This is the supporting page for our paper When is Early Classification of Time Series Meaningful?

Keywords: Early classification, time series analysis, data mining.

Update (Jan. 25, 2022): Extended abstract accepted by 38th IEEE International Conference on Data Engineering (ICDE2022), TKDE Poster Track.

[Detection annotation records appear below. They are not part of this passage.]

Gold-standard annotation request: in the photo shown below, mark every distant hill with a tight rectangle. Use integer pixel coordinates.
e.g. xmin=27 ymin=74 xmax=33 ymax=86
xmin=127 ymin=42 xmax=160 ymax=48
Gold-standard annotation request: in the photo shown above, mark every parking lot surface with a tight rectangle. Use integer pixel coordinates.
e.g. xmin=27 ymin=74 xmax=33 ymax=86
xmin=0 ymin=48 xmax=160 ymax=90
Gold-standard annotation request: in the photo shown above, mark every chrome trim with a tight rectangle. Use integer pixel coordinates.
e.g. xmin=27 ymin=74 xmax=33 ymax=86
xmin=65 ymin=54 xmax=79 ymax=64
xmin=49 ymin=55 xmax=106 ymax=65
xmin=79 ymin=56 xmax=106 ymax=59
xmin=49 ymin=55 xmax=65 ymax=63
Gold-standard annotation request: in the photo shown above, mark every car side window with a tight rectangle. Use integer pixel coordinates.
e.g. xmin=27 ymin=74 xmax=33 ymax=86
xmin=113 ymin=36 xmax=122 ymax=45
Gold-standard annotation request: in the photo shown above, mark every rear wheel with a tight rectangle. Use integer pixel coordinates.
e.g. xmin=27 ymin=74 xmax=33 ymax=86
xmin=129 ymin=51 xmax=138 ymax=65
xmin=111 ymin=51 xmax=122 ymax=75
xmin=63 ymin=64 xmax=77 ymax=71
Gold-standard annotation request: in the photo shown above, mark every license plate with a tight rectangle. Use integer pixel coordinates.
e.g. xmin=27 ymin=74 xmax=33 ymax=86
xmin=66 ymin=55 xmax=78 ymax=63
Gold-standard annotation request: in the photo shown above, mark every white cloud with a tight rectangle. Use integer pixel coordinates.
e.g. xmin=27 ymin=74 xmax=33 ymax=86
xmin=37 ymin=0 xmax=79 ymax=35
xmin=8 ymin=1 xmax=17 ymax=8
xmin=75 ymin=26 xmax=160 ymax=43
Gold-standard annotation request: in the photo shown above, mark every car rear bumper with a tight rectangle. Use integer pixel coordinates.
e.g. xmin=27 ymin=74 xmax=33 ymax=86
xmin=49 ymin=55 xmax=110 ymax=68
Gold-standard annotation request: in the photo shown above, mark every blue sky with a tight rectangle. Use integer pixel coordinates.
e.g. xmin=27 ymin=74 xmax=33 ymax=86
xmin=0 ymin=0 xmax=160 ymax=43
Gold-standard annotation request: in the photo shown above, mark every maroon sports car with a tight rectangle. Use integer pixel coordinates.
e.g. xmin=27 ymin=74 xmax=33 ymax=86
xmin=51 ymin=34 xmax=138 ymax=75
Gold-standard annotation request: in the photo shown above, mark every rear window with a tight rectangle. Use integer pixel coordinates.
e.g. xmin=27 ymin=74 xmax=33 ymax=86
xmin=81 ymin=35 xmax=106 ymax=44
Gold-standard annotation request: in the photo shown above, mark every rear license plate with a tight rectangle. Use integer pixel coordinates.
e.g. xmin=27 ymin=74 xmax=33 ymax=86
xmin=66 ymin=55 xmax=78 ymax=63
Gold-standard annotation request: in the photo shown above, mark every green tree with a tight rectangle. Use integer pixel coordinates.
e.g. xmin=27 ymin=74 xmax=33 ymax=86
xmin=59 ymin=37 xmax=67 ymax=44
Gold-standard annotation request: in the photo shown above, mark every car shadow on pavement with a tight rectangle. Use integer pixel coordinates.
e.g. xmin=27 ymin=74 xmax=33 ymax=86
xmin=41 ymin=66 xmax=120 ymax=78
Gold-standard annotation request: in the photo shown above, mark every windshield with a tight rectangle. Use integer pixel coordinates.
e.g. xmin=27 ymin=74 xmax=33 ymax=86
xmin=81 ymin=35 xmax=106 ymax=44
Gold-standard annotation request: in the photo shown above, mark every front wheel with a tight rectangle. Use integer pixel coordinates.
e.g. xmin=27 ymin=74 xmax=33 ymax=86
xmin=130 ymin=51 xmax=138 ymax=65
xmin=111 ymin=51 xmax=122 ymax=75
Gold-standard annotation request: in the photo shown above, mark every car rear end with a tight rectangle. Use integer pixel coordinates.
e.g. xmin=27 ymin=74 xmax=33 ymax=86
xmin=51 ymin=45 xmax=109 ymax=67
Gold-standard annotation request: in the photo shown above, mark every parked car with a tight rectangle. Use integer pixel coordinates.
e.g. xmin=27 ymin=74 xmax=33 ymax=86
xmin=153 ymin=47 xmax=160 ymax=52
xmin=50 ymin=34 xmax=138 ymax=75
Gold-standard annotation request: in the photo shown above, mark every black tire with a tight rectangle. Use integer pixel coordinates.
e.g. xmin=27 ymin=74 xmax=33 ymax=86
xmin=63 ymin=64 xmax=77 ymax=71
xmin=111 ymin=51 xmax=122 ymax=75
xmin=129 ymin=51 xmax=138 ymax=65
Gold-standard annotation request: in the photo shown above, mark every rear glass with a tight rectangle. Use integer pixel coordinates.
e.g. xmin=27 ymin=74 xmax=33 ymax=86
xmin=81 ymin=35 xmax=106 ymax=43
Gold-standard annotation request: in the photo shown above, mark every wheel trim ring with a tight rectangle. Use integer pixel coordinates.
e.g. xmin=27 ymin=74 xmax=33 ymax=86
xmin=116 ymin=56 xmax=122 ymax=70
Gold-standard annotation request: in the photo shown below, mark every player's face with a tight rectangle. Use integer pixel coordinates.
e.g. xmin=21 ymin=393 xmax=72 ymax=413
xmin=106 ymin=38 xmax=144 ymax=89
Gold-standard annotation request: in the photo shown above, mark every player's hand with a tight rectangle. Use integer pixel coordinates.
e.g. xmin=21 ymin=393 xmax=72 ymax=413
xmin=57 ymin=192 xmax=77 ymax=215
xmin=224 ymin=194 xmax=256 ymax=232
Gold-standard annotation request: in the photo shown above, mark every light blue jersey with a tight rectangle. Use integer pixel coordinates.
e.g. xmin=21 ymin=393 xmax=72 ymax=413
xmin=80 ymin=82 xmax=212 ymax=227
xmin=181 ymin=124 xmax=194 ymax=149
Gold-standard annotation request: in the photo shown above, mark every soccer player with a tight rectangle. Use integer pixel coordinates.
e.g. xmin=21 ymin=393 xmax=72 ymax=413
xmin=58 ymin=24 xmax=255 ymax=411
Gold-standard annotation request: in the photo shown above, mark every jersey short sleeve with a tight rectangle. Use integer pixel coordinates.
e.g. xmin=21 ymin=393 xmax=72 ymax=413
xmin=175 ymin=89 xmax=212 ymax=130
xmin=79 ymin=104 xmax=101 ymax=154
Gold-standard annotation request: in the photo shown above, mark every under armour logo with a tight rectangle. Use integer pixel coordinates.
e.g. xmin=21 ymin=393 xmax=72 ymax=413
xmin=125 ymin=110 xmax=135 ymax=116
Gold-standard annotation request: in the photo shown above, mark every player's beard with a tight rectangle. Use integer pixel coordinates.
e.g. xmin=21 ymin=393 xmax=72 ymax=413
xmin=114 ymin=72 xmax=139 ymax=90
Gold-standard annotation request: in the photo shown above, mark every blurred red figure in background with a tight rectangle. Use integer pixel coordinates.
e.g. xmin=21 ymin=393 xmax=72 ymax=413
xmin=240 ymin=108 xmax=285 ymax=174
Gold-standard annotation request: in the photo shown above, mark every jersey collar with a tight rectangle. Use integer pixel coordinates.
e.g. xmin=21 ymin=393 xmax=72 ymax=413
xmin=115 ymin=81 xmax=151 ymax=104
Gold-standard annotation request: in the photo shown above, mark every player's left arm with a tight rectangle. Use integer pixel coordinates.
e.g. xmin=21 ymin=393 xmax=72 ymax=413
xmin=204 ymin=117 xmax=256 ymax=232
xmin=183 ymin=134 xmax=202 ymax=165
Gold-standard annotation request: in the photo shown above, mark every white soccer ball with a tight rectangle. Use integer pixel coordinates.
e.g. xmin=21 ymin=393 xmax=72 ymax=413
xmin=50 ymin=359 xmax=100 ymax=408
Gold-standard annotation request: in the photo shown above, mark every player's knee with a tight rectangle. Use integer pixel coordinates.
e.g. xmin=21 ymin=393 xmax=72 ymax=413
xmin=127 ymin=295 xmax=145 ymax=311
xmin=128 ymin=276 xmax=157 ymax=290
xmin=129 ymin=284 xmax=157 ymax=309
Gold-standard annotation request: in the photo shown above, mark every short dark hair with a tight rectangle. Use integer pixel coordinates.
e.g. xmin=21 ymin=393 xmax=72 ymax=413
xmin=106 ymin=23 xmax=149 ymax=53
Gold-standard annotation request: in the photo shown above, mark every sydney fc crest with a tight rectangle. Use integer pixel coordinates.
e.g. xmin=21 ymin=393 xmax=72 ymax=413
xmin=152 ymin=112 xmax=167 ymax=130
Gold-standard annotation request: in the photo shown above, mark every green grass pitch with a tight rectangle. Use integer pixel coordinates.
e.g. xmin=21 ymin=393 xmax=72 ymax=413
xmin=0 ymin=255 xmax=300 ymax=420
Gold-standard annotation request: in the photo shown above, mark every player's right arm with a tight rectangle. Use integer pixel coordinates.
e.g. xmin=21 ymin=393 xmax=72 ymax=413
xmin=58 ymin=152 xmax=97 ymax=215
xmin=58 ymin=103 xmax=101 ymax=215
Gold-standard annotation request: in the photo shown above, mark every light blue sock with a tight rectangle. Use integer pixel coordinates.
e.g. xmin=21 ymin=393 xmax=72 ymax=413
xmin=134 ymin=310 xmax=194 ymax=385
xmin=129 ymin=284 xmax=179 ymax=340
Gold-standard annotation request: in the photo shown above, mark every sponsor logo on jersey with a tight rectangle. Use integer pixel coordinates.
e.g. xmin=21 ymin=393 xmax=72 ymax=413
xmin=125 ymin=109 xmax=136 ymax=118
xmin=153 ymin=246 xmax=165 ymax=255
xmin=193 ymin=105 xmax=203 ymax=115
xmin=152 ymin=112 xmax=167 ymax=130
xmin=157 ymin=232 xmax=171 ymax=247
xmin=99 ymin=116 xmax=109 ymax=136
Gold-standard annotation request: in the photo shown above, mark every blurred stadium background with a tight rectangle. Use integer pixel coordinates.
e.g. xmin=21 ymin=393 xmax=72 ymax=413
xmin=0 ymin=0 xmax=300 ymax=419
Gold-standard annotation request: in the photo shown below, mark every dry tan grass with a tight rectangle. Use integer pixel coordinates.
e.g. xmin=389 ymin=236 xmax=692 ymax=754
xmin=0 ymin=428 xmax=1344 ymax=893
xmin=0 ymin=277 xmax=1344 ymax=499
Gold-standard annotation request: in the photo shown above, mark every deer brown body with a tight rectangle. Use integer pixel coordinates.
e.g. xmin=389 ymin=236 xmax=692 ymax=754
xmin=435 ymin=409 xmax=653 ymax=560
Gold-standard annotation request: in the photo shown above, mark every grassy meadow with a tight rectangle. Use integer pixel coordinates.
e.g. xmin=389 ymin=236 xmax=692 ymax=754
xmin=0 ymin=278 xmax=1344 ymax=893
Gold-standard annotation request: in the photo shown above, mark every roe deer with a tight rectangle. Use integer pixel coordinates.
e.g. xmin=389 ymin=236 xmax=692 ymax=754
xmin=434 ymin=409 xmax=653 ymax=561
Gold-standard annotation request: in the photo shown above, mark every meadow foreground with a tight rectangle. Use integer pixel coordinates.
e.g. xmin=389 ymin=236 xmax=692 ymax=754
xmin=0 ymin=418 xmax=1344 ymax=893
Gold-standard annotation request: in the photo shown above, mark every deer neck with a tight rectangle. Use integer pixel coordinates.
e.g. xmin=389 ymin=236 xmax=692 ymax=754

Update (Aug. 24, 2021): Accepted by IEEE Transactions on Knowledge and Data Engineering (TKDE), doi:10.1109/TKDE.2021.3108580.

@Article{Wu2021a,
  author    = {Renjie Wu and Audrey Der and Eamonn Keogh},
  journal   = {{IEEE} Transactions on Knowledge and Data Engineering},
  title     = {When is Early Classification of Time Series Meaningful},
  year      = {2021},
  doi       = {10.1109/tkde.2021.3108580},
  publisher = {Institute of Electrical and Electronics Engineers ({IEEE})},
}

Code

Section 4: Table. 1

Code for evaluated early time series classification algorithms in Table. 1:

Section 5: Fig. 9

Code for computing the holdout classification error-rate in Fig. 9 (bottom):

  • nibble_right_side.py. Requires at least Python 3.6. SHA1: 43baabcd682581407137b0f229786b36f5877be6

Appendix B: 2nd Q&A

Related code for the test on TEASER5 mentioned in Appendix B: 2nd Q&A:

In order to run the above testing code, below changes must be applied to TEASER’s code: [Expand All] [Collapse All]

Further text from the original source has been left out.